Mass hallucination is a fascinating topic.  Conventional wisdom is that most people are amazingly gullible.  (Hey, when billing records from the Rose Law Firm--the firm Hillary Clinton worked for in Little Rock when married to Slick--turned up in a closet at the White House after being missing and intensively sought for two years, and Hillary said "Gee, I have no idea how they got there," every Democrat and reporter nodded and moved on, which proves the point.) 

So is it *possible* that everyone who reported seeing the sun "change colors and rotate like a wheel" was hallucinating?

Certainly it's possible.  Of course this doesn't explain why people in villages 24 miles away reported seeing the same thing.

Countering this are reports that some members of the crowd said they *didn't* see anything.  It's also true that looking at the sun for more than a few seconds messes up your vision in unexpected ways.  So hard to tell on that one.

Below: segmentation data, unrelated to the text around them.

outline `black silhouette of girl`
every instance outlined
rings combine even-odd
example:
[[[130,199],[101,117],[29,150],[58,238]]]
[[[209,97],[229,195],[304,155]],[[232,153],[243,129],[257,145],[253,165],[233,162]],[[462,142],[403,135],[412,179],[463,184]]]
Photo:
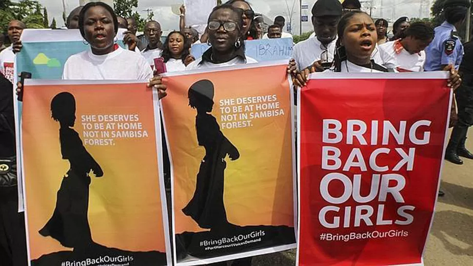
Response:
[[[79,134],[72,128],[76,122],[76,100],[69,93],[60,93],[51,102],[51,116],[59,122],[59,139],[62,158],[71,167],[62,178],[58,191],[53,216],[39,233],[51,236],[75,251],[86,248],[93,244],[87,219],[89,186],[92,170],[96,176],[103,175],[99,164],[82,145]]]
[[[228,154],[232,161],[240,157],[236,148],[223,135],[217,119],[210,113],[214,105],[214,84],[199,80],[189,89],[189,105],[197,110],[196,129],[205,156],[197,174],[194,197],[182,211],[201,228],[219,230],[229,225],[223,204],[224,172]]]

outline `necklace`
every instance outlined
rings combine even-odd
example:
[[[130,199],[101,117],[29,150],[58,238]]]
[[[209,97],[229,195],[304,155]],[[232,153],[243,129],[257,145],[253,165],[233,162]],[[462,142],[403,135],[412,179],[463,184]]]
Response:
[[[347,68],[347,72],[349,73],[350,73],[350,70],[348,69],[348,63],[347,63],[347,61],[348,61],[348,60],[345,60],[345,67],[346,67]],[[371,73],[373,73],[373,61],[370,61],[370,72]],[[361,66],[362,67],[364,67],[363,66]]]

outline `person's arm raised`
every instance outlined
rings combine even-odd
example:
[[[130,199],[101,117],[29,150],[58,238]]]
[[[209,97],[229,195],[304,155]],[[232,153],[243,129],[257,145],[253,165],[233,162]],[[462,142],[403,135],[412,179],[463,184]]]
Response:
[[[162,84],[162,77],[158,74],[156,70],[154,71],[154,76],[149,80],[147,86],[148,88],[154,88],[158,90],[158,96],[160,100],[167,95],[167,93],[166,92],[167,87]]]
[[[179,10],[180,11],[180,16],[179,17],[179,28],[182,31],[186,27],[186,7],[183,4],[179,8]]]
[[[21,43],[21,41],[20,40],[17,40],[12,44],[12,49],[13,50],[13,53],[15,54],[21,52],[23,44]]]

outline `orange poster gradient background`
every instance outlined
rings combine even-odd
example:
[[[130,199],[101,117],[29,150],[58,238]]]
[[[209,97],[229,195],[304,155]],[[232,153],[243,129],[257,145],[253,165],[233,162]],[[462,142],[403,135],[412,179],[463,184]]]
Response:
[[[122,250],[165,252],[151,91],[142,84],[26,86],[23,151],[30,258],[70,250],[38,233],[53,214],[69,169],[61,154],[59,123],[51,117],[51,100],[62,92],[76,98],[74,128],[83,143],[83,114],[137,114],[149,135],[116,139],[115,146],[84,146],[104,172],[98,178],[90,175],[92,239]]]
[[[189,88],[201,79],[214,83],[212,114],[220,125],[220,99],[276,95],[284,115],[254,120],[251,127],[220,126],[240,152],[236,161],[225,159],[224,202],[232,224],[294,226],[292,92],[285,70],[286,66],[275,66],[164,78],[168,95],[161,102],[174,163],[176,233],[205,230],[181,210],[194,195],[205,154],[197,142],[197,111],[187,98]]]

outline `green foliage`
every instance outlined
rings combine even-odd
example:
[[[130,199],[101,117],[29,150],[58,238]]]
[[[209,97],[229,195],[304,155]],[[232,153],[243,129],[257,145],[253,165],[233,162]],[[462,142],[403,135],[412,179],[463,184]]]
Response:
[[[138,0],[114,0],[113,3],[115,13],[117,15],[125,19],[132,17],[135,18],[138,25],[138,31],[143,31],[146,20],[140,17],[138,11],[136,10],[138,7]],[[152,12],[151,14],[152,18],[154,14]]]
[[[294,40],[295,43],[297,43],[299,42],[302,41],[303,40],[305,40],[309,38],[310,37],[311,34],[314,31],[311,31],[309,32],[305,32],[303,33],[301,35],[294,35],[293,36],[293,39]]]
[[[48,10],[46,10],[45,7],[43,9],[43,19],[44,19],[43,26],[44,26],[45,28],[49,27],[49,20],[48,20]]]
[[[42,6],[38,1],[23,0],[19,2],[0,0],[0,31],[7,31],[10,21],[14,19],[21,20],[27,28],[41,29],[45,28],[44,19],[41,10]]]
[[[424,18],[423,19],[419,19],[417,18],[412,18],[411,19],[411,22],[414,23],[414,22],[423,22],[426,24],[429,24],[431,26],[434,26],[434,19],[432,18]]]
[[[56,26],[56,19],[55,18],[53,18],[53,22],[51,22],[51,26],[49,27],[53,30],[58,28]]]

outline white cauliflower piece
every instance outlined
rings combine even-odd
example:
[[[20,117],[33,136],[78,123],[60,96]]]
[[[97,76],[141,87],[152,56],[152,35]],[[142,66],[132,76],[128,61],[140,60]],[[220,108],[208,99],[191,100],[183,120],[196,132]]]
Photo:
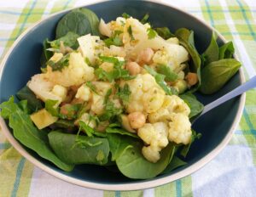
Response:
[[[166,95],[160,109],[148,115],[148,121],[150,123],[168,121],[172,113],[181,113],[189,116],[190,109],[178,96]]]
[[[78,124],[79,121],[84,121],[86,125],[90,126],[92,128],[96,127],[96,121],[91,119],[88,113],[84,113],[81,117],[76,120],[75,123]]]
[[[67,97],[67,88],[48,81],[45,74],[33,76],[26,85],[44,102],[58,100],[57,104],[60,104]]]
[[[169,122],[168,138],[176,144],[188,144],[191,141],[191,123],[184,114],[172,114]]]
[[[122,82],[121,86],[124,83],[129,85],[131,92],[126,106],[128,113],[152,113],[161,107],[166,93],[150,74],[137,75],[133,80]]]
[[[138,129],[137,135],[148,146],[143,148],[144,157],[155,163],[160,160],[160,151],[168,144],[168,127],[164,122],[156,122],[154,124],[146,123]]]
[[[143,156],[152,163],[156,163],[160,159],[160,149],[154,146],[143,146],[142,149]]]
[[[76,98],[82,99],[84,101],[88,101],[91,97],[90,88],[85,85],[83,84],[79,89],[75,95]]]
[[[56,57],[62,57],[62,54],[55,53],[50,60],[55,61]],[[94,78],[94,68],[86,65],[80,53],[71,53],[68,66],[64,67],[61,70],[53,71],[48,65],[45,76],[55,84],[63,87],[79,86]]]
[[[99,40],[99,37],[90,36],[90,34],[78,38],[83,57],[88,58],[92,64],[94,64],[96,59],[97,52],[96,51],[96,48],[99,46],[97,43]]]
[[[101,20],[100,20],[99,31],[102,35],[108,37],[111,37],[110,25],[106,24],[102,19],[101,19]]]

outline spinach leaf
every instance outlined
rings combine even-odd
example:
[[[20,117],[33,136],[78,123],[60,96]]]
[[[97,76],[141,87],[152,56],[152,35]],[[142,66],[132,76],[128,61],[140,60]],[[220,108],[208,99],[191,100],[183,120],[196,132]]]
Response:
[[[56,38],[64,37],[67,32],[73,31],[79,36],[86,34],[99,35],[99,19],[87,8],[76,8],[65,14],[58,22],[56,27]]]
[[[157,36],[157,32],[154,30],[151,29],[151,28],[148,28],[147,30],[147,33],[148,33],[148,38],[149,40],[154,38]]]
[[[188,104],[189,107],[190,108],[190,114],[189,118],[192,118],[197,115],[200,115],[201,112],[204,110],[204,105],[200,103],[196,97],[192,94],[191,93],[186,93],[182,95],[179,95],[179,97],[185,101],[185,103]]]
[[[49,43],[53,48],[60,48],[61,42],[63,42],[65,47],[70,47],[73,49],[79,48],[79,42],[77,39],[79,36],[74,32],[68,31],[64,37],[60,37],[57,40],[50,41]]]
[[[148,13],[147,13],[147,14],[143,16],[143,18],[141,20],[141,23],[142,23],[142,24],[146,24],[146,23],[148,22],[148,18],[149,18],[149,14],[148,14]]]
[[[111,152],[111,160],[116,160],[122,155],[127,149],[132,148],[132,138],[125,136],[108,132],[107,138],[109,143],[109,149]]]
[[[151,75],[154,77],[155,82],[157,82],[157,84],[162,87],[162,89],[166,92],[166,93],[167,95],[177,95],[177,91],[172,87],[168,87],[167,84],[165,82],[165,77],[166,76],[161,75],[157,73],[156,71],[154,70],[154,69],[150,68],[148,65],[144,65],[144,69]]]
[[[134,138],[140,138],[137,135],[131,133],[130,132],[127,132],[122,128],[119,127],[108,127],[106,129],[106,132],[107,133],[117,133],[117,134],[120,134],[122,136],[130,136]]]
[[[158,73],[166,76],[166,82],[175,82],[177,79],[177,75],[173,72],[167,65],[160,65],[156,68]]]
[[[79,124],[80,127],[79,129],[81,131],[84,131],[88,137],[93,137],[93,136],[106,137],[105,132],[96,132],[92,127],[90,127],[88,124],[86,124],[85,122],[84,122],[82,121],[79,121]]]
[[[183,157],[186,157],[189,150],[191,147],[192,143],[197,138],[199,139],[201,137],[201,133],[196,133],[195,130],[192,129],[192,136],[191,136],[191,140],[190,143],[187,145],[185,145],[182,150],[180,151],[180,155],[183,155]]]
[[[89,138],[51,132],[49,142],[55,153],[69,164],[96,164],[108,162],[109,145],[107,138]]]
[[[189,64],[189,70],[192,72],[197,74],[198,77],[198,83],[197,85],[190,90],[190,92],[196,91],[199,87],[201,86],[201,58],[195,48],[194,43],[194,31],[189,31],[185,28],[178,29],[175,35],[179,40],[179,42],[182,46],[183,46],[187,51],[189,52],[189,55],[192,58],[192,64]]]
[[[174,147],[169,144],[161,150],[160,159],[156,163],[151,163],[142,155],[143,144],[137,142],[116,159],[116,164],[122,174],[127,177],[138,179],[154,177],[168,166]]]
[[[49,40],[46,39],[43,42],[43,52],[40,57],[40,64],[41,64],[41,70],[44,72],[46,68],[46,63],[49,59],[53,56],[53,52],[47,50],[47,48],[50,48],[50,44],[49,43]]]
[[[219,54],[218,59],[231,59],[234,53],[235,48],[232,42],[229,42],[219,48]]]
[[[170,37],[175,37],[176,36],[172,34],[168,27],[158,27],[154,29],[159,36],[160,36],[165,40],[169,39]]]
[[[64,55],[60,60],[54,62],[53,60],[49,60],[47,65],[49,65],[53,71],[61,71],[62,69],[69,65],[69,53]]]
[[[235,59],[212,62],[201,70],[200,92],[211,94],[219,90],[239,70],[241,63]]]
[[[25,86],[17,93],[16,96],[20,100],[27,100],[29,109],[35,112],[43,108],[43,102],[37,98],[36,95],[31,89]]]
[[[14,97],[1,104],[0,108],[2,109],[1,115],[3,118],[9,118],[14,136],[23,145],[34,150],[42,158],[51,161],[63,171],[70,172],[73,169],[73,165],[63,162],[52,152],[44,131],[39,131],[32,122],[29,115],[14,103]]]
[[[202,53],[202,56],[204,57],[204,65],[207,65],[211,62],[218,60],[218,46],[216,40],[217,35],[212,32],[211,42],[207,50]]]
[[[168,174],[174,169],[186,165],[187,162],[182,160],[177,156],[173,156],[172,160],[171,160],[170,164],[166,166],[164,172],[161,174]]]

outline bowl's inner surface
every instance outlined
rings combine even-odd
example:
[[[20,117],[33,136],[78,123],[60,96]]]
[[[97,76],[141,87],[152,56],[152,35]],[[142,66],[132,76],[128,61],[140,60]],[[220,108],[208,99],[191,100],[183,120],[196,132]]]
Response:
[[[150,15],[149,21],[154,27],[168,26],[172,31],[180,27],[191,29],[195,31],[195,45],[200,53],[207,48],[212,35],[212,30],[195,18],[190,18],[189,15],[181,11],[154,3],[110,1],[90,5],[87,8],[96,12],[99,18],[104,19],[106,22],[114,20],[124,12],[137,19],[142,19],[146,13],[148,13]],[[39,59],[43,41],[45,38],[54,39],[56,23],[66,13],[58,14],[44,20],[24,36],[15,47],[7,59],[2,75],[0,103],[7,100],[10,95],[15,94],[18,90],[26,85],[32,75],[40,72]],[[223,43],[223,41],[218,40],[218,42]],[[199,99],[202,103],[207,104],[235,88],[240,83],[239,74],[236,74],[218,93],[211,96],[199,94]],[[239,98],[234,98],[207,113],[195,124],[194,129],[201,132],[202,138],[193,144],[189,155],[185,159],[188,165],[175,170],[172,174],[189,167],[216,148],[227,135],[237,113],[238,105]],[[61,173],[66,173],[51,163],[41,159],[33,151],[26,149],[42,163]],[[101,183],[141,182],[126,178],[121,174],[110,172],[102,166],[91,165],[78,166],[74,171],[66,174],[81,180]],[[154,179],[166,176],[167,175],[160,175]]]

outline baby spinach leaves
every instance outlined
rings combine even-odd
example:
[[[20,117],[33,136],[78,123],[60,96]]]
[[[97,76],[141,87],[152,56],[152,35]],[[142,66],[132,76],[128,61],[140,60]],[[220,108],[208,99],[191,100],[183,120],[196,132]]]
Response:
[[[65,14],[58,22],[56,27],[56,38],[73,31],[79,36],[86,34],[99,35],[99,19],[96,14],[90,9],[81,8],[76,8]]]
[[[54,62],[53,60],[49,60],[47,65],[51,67],[53,71],[61,71],[62,69],[69,65],[69,53],[64,55],[60,60]]]
[[[62,161],[52,152],[47,136],[33,125],[29,115],[14,103],[14,97],[1,104],[0,108],[2,110],[1,115],[3,118],[9,118],[9,127],[14,131],[14,136],[23,145],[34,150],[42,158],[51,161],[63,171],[73,170],[73,165]]]
[[[224,59],[206,65],[201,71],[200,92],[211,94],[219,90],[239,70],[241,63],[235,59]]]
[[[51,132],[48,137],[56,155],[67,163],[104,165],[108,162],[109,145],[107,138],[59,132]]]
[[[167,95],[177,94],[177,90],[172,87],[168,87],[165,82],[166,76],[159,74],[154,71],[154,69],[150,68],[148,65],[144,65],[144,69],[153,76],[154,76],[155,82],[157,84],[162,87]]]

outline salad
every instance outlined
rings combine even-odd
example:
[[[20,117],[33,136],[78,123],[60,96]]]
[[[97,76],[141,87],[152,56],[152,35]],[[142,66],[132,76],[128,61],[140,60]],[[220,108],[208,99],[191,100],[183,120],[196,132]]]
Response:
[[[215,33],[199,54],[193,31],[172,33],[148,17],[65,14],[44,42],[42,73],[0,104],[15,138],[66,172],[91,164],[145,179],[185,165],[201,137],[193,93],[214,93],[241,64]]]

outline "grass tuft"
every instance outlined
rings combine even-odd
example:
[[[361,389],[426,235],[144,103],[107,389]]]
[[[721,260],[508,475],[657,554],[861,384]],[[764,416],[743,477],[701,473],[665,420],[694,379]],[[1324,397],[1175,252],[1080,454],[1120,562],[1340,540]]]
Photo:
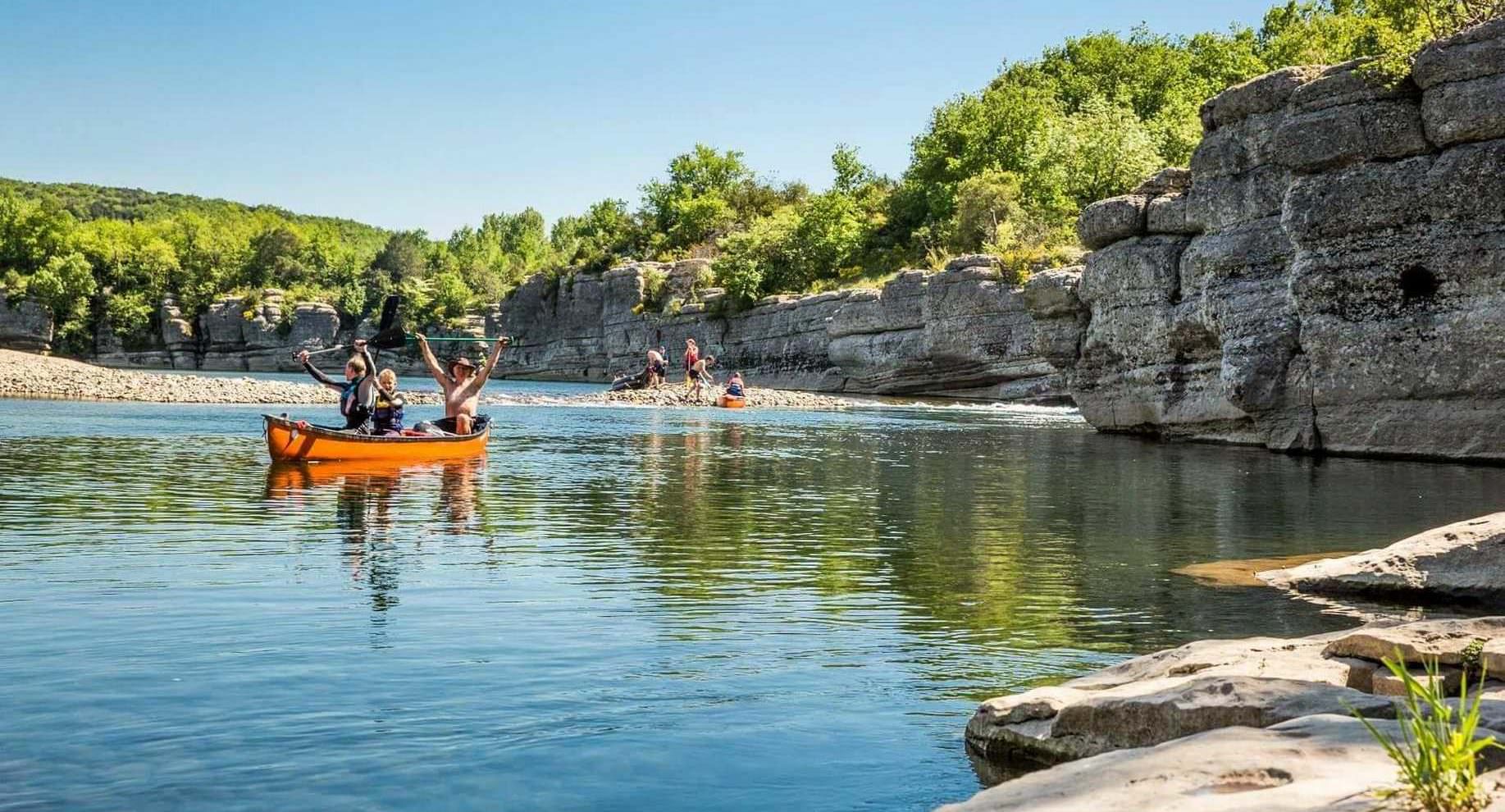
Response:
[[[1472,699],[1469,674],[1464,669],[1455,710],[1448,704],[1436,659],[1424,663],[1427,671],[1424,680],[1407,671],[1400,650],[1395,650],[1394,659],[1385,659],[1385,668],[1389,668],[1406,687],[1397,717],[1400,737],[1392,738],[1368,719],[1354,714],[1400,767],[1400,786],[1380,791],[1380,797],[1400,797],[1425,812],[1482,809],[1488,798],[1478,780],[1476,759],[1485,749],[1500,747],[1493,735],[1476,738],[1484,669],[1479,668],[1479,690]]]

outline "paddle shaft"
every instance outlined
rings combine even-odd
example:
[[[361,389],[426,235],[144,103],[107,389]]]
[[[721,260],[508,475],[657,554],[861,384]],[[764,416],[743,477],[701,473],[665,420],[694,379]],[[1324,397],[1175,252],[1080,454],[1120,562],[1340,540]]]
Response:
[[[313,352],[310,352],[309,355],[310,355],[310,356],[315,356],[315,355],[324,355],[324,353],[327,353],[327,352],[339,352],[339,350],[342,350],[342,349],[345,349],[345,344],[334,344],[333,347],[328,347],[328,349],[322,349],[322,350],[313,350]],[[298,356],[298,353],[295,352],[295,353],[292,353],[292,356],[293,356],[293,358],[296,358],[296,356]]]

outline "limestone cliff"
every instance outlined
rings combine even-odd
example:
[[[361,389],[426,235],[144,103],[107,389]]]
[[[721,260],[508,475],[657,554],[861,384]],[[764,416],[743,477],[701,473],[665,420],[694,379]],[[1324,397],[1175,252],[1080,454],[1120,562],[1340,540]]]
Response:
[[[1096,427],[1505,459],[1505,20],[1397,87],[1291,68],[1202,105],[1190,173],[1088,206],[1025,290]]]
[[[721,370],[763,386],[1058,398],[1020,289],[989,260],[906,271],[876,290],[774,296],[739,313],[725,313],[719,290],[689,283],[706,277],[706,260],[632,263],[564,281],[534,277],[489,326],[516,338],[507,373],[519,376],[610,380],[641,370],[649,349],[667,347],[673,362],[695,338]],[[656,299],[682,298],[698,301],[655,311]]]
[[[51,350],[53,316],[32,299],[8,299],[0,289],[0,349]]]

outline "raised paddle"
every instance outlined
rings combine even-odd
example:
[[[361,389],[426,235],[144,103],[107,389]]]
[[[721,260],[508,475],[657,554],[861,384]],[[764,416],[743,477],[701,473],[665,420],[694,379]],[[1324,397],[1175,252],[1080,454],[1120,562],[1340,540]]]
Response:
[[[391,329],[384,329],[382,332],[373,335],[370,344],[378,349],[402,349],[408,344],[409,340],[415,341],[417,338],[418,338],[417,334],[405,332],[399,328],[391,328]],[[429,343],[432,344],[435,341],[461,341],[467,344],[488,344],[498,338],[506,338],[507,343],[512,343],[510,335],[480,335],[476,338],[429,338]]]
[[[393,349],[393,347],[390,347],[387,344],[379,343],[379,338],[384,334],[390,334],[393,329],[396,329],[396,328],[391,326],[391,323],[397,320],[397,305],[399,304],[402,304],[402,296],[387,296],[387,301],[382,302],[382,305],[381,305],[381,322],[376,323],[376,337],[372,338],[370,341],[367,341],[367,344],[370,344],[373,349]],[[397,332],[402,332],[402,331],[399,329]],[[400,347],[402,344],[397,344],[397,346]],[[312,358],[315,355],[324,355],[327,352],[339,352],[342,349],[345,349],[345,344],[334,344],[333,347],[325,347],[322,350],[313,350],[313,352],[309,353],[309,356]],[[293,355],[293,358],[298,356],[296,352],[292,353],[292,355]]]

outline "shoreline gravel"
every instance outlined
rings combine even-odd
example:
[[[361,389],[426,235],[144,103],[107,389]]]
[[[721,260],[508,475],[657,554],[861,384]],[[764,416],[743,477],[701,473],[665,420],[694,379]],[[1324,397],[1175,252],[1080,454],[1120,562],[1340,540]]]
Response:
[[[83,361],[0,349],[0,397],[38,400],[96,400],[132,403],[206,403],[303,406],[330,404],[337,395],[318,383],[256,377],[157,373],[96,367]],[[438,392],[403,391],[412,406],[442,403]],[[713,406],[715,392],[689,400],[683,385],[623,392],[590,392],[569,397],[491,394],[488,406]],[[852,401],[840,397],[786,389],[748,389],[748,406],[789,409],[841,409]]]

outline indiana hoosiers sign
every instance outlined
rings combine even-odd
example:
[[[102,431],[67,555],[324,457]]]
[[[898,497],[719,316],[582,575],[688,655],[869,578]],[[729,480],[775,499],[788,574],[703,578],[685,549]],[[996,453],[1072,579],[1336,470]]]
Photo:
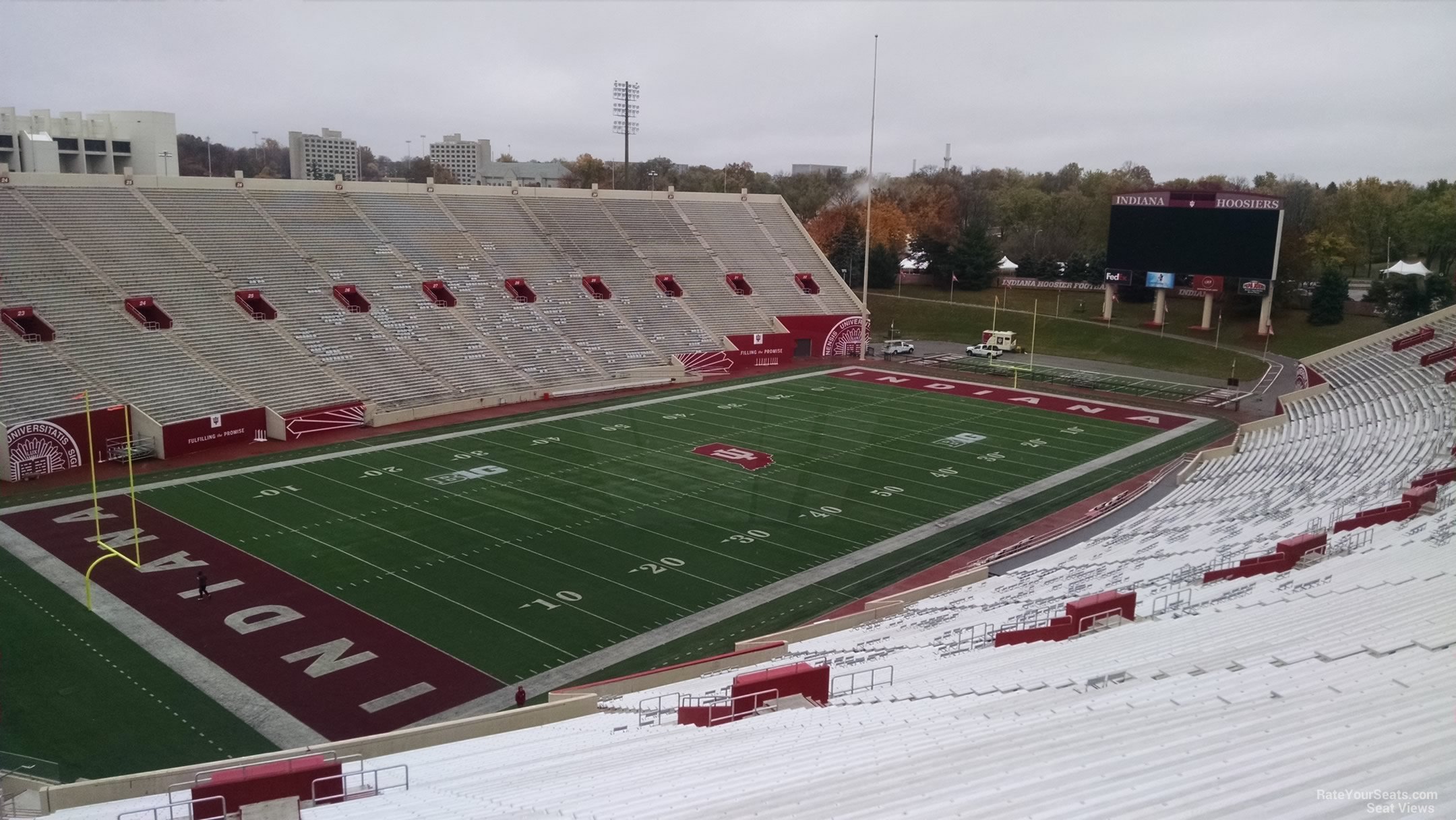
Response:
[[[738,465],[745,470],[759,470],[773,463],[773,456],[767,453],[734,447],[732,444],[703,444],[702,447],[693,447],[693,452],[699,456]]]

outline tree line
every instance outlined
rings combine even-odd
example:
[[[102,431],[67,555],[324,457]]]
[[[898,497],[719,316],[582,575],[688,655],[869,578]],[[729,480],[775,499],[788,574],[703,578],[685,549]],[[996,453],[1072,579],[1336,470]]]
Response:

What about the children's report that the angel said the younger two would be called to heaven "very soon"?  Critics noted that the first *written* mention of this was in Lucia's 1935 memoir.  Obviously a reference to an alleged prophecy about an event that happened years earlier proves nothing.  However, the mother of the two children who died so young is said to have reported at the time that after the first apparition her children told both her and visitors about their predicted early deaths.  She said they related this not in an anxious way but instead seemed excited and happy.  I'll try to find a source for this.

If the mother's story is correct, the two very young deaths represent a significant statistical anomaly:  At the time the figure allegedly appeared both children were perfectly healthy, so for both to die within 3 years of the alleged prediction would be highly unlikely.

A third indicator is the narrative by Lucia that if humans didn't shape up, another great war would occur, which would be signaled by an "unexplained" light in the skies.  The subsequent appearance of the strongest aurora in over two centuries--visible all the way to North Africa--is statistically very unlikely.  Certainly not unprecedented, but quite rare.

So at the end of the day I believe the known evidence tends slightly in favor of the story being essentially true as ascribed.  Which indeed would open lots of doors.